Re the immediate station, the recovery from 1 broken ankle is very disabling, with 2 I have no idea how's she's managing. Does she have carers/nurses in? My mum needed them to help with just one broken ankle.

pecanpie101 · 09/04/2025 14:16

Your DP may be annoyed and confused but he is enabling his mums behaviour and not confronting her. By him attending this Easter meal he is accepting her behaviour.

If this was happening to me I would be distancing myself. You sounds like a lovely person just trying to be kind and helpful. She doesn't appreciate it and is throwing her toys out the pram. It's horrible that she has singled you and your children like this.
Don't help this lady if she treats you like an outcast.

ReesesCupcake · 09/04/2025 14:20

DH needs to reinforce the message that you are family unit, and that includes you and the kids. It’s all of you or nothing.

Saveafun · 09/04/2025 14:27

It's really hard to understand until you've been there, but I found the whole transition from parenting children to adults, by far the hardest part of parenting. I think I find a good balance of being a supportive parent and allowing them to live their now lives now, but defintitely DS1's early relationships were a big challenge for me.

It's not just that you become less important in their lives, it's that you can see all the mistakes and heartache coming, when e.g girlfriend is controlling, and there's nothing you can do about it. They're still your DC and you still worry yourself sick about them.

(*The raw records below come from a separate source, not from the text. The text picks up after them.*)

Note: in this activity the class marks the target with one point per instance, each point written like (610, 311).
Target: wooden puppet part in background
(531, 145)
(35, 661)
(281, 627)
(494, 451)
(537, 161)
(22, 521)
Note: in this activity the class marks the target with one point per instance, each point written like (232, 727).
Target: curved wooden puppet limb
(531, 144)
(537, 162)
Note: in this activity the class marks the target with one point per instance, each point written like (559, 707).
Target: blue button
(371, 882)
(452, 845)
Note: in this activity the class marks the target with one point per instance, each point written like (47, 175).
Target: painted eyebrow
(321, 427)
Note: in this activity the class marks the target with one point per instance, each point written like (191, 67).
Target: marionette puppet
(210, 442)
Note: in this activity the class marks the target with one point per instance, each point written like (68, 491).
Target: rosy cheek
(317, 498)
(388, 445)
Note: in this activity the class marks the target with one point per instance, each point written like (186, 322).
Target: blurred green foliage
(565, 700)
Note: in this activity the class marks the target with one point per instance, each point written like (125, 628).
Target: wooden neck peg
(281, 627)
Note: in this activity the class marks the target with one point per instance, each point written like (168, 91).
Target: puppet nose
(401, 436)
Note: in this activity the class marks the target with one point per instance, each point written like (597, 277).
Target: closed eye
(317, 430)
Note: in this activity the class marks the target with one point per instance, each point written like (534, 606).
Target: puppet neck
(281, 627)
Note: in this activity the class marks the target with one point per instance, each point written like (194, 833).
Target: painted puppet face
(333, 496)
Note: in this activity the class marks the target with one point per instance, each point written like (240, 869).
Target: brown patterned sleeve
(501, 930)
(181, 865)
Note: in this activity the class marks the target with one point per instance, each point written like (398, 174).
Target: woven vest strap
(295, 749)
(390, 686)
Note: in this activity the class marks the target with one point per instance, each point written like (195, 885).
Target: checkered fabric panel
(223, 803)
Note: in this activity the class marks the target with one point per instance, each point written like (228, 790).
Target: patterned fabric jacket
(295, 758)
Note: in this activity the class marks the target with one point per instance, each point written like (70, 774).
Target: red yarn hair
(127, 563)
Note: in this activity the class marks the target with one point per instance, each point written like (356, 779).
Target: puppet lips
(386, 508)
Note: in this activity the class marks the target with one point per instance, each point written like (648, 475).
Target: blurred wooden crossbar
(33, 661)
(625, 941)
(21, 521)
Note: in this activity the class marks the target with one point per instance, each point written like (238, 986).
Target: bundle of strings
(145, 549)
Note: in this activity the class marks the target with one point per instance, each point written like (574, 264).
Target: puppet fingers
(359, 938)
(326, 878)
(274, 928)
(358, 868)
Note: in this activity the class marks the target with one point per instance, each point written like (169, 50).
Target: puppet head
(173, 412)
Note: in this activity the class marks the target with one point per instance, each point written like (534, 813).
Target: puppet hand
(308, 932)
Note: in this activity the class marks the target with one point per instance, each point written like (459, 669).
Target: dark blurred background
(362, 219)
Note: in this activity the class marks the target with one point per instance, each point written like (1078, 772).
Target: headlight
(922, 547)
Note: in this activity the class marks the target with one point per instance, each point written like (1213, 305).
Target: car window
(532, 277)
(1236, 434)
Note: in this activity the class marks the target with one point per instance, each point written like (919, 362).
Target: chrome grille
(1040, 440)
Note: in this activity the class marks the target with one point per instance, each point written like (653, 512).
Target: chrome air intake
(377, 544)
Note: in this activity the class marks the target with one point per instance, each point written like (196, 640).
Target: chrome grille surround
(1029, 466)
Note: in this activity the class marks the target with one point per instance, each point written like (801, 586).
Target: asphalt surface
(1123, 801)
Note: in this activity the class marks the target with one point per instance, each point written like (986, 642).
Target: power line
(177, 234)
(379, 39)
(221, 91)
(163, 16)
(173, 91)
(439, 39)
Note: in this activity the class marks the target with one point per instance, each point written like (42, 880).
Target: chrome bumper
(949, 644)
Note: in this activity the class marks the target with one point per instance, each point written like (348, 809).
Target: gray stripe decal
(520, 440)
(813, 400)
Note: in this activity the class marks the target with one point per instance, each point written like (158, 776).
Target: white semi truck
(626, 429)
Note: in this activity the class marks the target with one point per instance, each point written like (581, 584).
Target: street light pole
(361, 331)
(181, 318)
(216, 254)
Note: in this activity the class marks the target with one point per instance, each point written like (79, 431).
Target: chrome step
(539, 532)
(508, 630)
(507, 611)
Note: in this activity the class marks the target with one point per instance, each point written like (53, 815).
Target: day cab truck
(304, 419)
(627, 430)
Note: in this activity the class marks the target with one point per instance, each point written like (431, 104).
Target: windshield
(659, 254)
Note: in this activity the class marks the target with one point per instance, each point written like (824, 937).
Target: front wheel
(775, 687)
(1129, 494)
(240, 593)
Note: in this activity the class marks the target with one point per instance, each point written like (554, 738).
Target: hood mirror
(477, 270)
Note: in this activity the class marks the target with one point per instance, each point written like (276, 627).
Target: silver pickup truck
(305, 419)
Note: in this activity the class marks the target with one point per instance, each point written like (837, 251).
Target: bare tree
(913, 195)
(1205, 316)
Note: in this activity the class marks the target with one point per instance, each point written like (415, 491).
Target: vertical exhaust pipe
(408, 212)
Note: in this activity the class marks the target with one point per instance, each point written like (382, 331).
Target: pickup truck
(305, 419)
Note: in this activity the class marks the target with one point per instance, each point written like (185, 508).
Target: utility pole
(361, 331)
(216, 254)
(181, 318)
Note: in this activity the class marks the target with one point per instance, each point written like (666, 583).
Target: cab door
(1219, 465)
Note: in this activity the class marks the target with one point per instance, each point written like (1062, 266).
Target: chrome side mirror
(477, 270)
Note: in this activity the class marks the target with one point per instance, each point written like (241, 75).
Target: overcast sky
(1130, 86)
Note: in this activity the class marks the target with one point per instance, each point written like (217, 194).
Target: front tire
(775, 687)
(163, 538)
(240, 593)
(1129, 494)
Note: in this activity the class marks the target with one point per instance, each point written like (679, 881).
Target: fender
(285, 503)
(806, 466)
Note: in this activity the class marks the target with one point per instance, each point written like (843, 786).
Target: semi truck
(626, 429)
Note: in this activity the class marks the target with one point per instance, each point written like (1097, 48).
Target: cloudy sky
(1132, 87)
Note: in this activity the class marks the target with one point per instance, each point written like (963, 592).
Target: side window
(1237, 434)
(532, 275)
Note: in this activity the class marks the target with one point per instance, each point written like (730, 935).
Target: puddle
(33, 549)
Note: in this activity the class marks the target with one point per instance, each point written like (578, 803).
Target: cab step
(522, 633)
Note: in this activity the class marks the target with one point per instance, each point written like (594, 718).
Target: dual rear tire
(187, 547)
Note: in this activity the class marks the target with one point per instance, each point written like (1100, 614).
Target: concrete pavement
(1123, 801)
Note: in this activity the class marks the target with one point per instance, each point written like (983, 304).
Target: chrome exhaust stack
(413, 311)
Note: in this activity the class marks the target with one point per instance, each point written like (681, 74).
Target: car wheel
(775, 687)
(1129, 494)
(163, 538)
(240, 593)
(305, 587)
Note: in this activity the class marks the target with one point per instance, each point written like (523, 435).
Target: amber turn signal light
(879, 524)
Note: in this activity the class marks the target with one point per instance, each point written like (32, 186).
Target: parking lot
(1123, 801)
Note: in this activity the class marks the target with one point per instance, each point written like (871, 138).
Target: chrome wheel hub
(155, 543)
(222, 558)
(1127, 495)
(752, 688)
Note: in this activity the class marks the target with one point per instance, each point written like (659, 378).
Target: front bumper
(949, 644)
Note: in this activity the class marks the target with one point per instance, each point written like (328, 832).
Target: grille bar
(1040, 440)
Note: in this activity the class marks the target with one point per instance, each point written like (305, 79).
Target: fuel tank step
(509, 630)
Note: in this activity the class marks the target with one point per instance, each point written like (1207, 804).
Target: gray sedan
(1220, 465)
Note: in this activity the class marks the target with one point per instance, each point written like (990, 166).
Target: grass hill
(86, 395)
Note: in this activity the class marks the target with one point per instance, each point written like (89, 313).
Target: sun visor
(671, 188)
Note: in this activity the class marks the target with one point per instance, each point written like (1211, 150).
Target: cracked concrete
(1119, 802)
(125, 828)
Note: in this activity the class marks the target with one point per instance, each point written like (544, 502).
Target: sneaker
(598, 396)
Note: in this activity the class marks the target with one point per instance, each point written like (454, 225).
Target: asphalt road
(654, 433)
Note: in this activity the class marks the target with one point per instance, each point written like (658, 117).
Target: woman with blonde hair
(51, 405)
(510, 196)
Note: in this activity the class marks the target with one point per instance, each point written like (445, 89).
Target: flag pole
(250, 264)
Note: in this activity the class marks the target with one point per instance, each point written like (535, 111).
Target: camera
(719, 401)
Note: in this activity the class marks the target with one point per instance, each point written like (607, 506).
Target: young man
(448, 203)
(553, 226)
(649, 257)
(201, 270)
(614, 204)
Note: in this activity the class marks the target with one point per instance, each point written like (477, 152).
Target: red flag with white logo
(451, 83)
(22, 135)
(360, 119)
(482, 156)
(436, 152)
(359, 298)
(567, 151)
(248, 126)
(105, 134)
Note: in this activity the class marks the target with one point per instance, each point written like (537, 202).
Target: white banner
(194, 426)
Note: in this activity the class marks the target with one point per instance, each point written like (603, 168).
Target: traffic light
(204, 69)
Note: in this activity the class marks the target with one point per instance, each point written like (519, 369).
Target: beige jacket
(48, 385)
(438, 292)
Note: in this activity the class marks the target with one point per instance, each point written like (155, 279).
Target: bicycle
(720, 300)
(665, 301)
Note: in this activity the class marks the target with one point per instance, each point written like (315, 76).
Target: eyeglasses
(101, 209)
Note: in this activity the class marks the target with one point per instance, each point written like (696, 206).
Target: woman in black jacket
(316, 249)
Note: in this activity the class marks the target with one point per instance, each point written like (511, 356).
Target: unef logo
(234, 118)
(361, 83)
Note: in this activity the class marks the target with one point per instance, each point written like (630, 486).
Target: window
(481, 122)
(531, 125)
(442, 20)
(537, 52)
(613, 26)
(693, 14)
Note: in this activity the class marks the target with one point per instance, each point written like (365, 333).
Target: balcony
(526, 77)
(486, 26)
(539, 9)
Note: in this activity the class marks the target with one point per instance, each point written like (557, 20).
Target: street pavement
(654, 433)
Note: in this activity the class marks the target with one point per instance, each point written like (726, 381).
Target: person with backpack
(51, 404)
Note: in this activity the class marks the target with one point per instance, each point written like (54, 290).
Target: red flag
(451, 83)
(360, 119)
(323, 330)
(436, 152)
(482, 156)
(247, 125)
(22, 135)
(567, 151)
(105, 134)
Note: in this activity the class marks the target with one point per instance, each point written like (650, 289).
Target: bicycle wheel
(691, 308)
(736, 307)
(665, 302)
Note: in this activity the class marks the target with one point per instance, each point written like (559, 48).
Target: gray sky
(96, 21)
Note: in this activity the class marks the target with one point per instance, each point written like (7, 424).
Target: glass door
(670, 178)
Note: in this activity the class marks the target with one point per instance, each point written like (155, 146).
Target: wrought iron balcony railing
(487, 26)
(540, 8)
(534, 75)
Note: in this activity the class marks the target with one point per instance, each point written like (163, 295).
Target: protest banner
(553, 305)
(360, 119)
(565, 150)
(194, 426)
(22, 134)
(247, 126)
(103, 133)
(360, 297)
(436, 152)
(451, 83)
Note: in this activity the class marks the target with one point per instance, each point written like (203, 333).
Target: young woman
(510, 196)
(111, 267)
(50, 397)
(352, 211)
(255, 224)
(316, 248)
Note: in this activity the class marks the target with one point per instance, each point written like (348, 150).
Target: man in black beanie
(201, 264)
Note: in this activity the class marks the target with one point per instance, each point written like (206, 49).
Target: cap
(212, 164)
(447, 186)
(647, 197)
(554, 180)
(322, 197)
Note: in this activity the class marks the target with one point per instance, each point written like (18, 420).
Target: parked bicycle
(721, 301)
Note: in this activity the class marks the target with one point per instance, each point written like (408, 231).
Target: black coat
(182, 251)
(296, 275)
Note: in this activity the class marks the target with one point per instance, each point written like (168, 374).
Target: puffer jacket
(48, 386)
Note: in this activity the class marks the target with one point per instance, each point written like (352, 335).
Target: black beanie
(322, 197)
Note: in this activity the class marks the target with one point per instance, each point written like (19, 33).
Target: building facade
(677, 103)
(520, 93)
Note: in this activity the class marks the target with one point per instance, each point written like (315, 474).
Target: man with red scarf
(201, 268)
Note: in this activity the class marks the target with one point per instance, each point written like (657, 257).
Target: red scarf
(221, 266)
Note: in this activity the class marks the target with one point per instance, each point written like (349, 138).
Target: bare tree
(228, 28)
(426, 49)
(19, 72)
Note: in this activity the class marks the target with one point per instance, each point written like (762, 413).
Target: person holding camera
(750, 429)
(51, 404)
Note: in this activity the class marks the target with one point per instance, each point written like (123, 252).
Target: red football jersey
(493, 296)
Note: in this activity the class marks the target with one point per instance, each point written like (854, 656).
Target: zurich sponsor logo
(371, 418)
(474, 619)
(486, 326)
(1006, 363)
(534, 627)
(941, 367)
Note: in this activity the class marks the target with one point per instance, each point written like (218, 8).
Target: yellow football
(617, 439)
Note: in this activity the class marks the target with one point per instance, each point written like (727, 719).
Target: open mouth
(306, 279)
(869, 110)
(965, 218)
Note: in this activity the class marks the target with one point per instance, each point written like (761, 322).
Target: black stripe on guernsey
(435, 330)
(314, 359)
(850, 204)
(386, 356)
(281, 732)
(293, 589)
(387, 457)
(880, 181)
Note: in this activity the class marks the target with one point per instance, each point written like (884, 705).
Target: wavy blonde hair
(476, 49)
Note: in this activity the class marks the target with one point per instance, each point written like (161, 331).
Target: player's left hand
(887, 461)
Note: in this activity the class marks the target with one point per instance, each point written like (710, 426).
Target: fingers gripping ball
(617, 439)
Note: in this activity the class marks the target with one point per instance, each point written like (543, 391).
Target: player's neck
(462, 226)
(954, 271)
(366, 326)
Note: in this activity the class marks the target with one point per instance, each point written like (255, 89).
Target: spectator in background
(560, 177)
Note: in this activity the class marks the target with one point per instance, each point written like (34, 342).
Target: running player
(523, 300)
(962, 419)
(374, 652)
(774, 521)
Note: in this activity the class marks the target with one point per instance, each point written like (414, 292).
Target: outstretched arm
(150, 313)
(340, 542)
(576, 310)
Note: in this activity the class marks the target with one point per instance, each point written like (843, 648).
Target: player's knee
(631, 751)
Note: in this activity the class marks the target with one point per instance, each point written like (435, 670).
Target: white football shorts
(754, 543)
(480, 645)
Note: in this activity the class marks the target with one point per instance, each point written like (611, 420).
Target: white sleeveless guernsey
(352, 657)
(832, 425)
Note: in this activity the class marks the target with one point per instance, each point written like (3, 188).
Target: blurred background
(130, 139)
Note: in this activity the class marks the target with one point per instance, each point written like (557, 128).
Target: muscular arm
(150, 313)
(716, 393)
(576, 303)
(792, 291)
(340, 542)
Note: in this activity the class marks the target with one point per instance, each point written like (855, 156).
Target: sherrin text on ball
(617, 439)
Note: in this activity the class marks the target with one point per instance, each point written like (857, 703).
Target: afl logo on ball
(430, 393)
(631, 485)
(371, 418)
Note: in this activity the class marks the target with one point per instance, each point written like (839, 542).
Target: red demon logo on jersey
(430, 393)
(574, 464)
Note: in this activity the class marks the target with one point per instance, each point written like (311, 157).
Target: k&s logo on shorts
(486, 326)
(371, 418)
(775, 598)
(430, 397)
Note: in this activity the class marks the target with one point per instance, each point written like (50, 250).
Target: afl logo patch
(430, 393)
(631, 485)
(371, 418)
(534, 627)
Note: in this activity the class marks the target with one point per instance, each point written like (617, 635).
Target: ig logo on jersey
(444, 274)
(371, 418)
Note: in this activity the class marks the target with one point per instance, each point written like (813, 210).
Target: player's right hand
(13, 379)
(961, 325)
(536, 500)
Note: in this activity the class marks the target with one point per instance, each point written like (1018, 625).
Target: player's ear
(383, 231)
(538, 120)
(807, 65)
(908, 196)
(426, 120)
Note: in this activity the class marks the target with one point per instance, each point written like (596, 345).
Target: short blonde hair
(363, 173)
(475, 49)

But in your shoes I'd have thought MIL was awful too.

Saltedcarameltiramisucheesecake · 09/04/2025 14:27

She's got sons, a daughter and another DIL.
It doesn't sound like you are keen on her in any case.
I'd take the win and step back a bit, let the others do the helping if she needs it.

Onlythemother · 09/04/2025 14:34

I thought your dp must have been an only child by the way she's behaving. I'd be the youngest/oldest? The golden child?

Your dp has a few options, confronting her isn't the only option.

He could stop attending these family gatherings without you and your children.

He could ask her why is she saying she doesn't want visitors then having visitors without you.

He could simple tell her he doesn't like being lied to.

These are not unreasonable questions.

HoppingPavlova · 09/04/2025 14:46

From what you describe I can’t see how she is ‘fragile’? She’s playing up the ill health card, absolutely and everyone is pandering to it. Your DH needs to stop pandering. For example, fair enough, with two broken ankles, events are held at her house currently. However, zero reason your DH can’t confront her about this.